Helped by a day’s best six-under-par 66 from Mickael Altmeyer, France set the pace in the 72-hole event at Gloria Golf Club in Belek with a team total of 139, five-under.

They lead by a shot from both Belgium and Ireland, with Italy England two and three strokes respectively further back then Scotland sharing joint-sixth on level-par.

Clydeway Golf’s Graham Fox posted a three-under 69 that contained five birdies, four of which came in the opening 12 holes.

But, with Eastwood’s David Orr slumping to a 77, it meant a 75 from recently-crowned PGA No 1 Gareth Wright (West Linton) was the other counting score for the Tartan Tour trio.

Wright and Orr both had problems at the par-5 17th, where they each ran up double-bogeys, in the former’s case contributing to five dropped shots in five holes after he started at the tenth.

“It was a little disappointing for us today,” admitted the Edinburgh-based Welshman. “Graham’s three-under was a good score on a very tight golf course, but myself and David were quite as good.

“I got off to a good start to be two-under after 5 holes but then had a ball get stuck up a tree and went on a poor run of holes. However, we aren’t out of it. A couple of good scores and we will be right back In the mix.”

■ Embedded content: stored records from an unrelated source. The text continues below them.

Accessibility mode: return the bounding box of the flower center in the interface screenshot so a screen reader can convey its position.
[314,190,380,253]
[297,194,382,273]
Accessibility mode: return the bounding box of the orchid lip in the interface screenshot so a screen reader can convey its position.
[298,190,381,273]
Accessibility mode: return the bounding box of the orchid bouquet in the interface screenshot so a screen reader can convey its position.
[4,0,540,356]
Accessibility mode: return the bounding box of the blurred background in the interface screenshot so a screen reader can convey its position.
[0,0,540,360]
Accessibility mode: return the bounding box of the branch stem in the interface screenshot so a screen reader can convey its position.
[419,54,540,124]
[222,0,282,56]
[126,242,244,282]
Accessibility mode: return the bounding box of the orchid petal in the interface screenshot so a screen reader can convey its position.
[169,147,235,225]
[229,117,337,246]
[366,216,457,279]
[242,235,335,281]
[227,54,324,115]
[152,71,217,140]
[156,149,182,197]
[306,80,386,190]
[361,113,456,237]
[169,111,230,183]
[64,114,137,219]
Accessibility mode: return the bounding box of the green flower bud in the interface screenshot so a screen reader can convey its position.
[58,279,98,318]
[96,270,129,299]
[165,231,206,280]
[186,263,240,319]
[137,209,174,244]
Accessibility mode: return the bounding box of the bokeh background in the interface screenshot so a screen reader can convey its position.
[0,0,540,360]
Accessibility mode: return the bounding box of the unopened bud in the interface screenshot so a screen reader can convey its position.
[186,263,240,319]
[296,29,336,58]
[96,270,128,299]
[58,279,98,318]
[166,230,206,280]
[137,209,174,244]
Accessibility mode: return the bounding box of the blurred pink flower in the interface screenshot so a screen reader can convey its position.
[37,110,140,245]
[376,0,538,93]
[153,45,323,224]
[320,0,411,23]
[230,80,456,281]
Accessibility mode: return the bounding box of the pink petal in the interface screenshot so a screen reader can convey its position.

France are bidding to repeat their success of 2011 but Belgium, who were inspired by a five-under 67 from Nicolas Vanhootegem, have yet to win the event, which this year carries a €6,000 first prize.

Ireland were the only team to feature two players posting sub par rounds: Eamonn Brady and Brendan McGovern returning scores of three and one-under respectively.

Turkey are the early contenders to be the first winners of the International Shield, which will be awarded to the team representing a PGA with 100 members or fewer. The hosts have a three-stroke advantage on Iceland and Poland.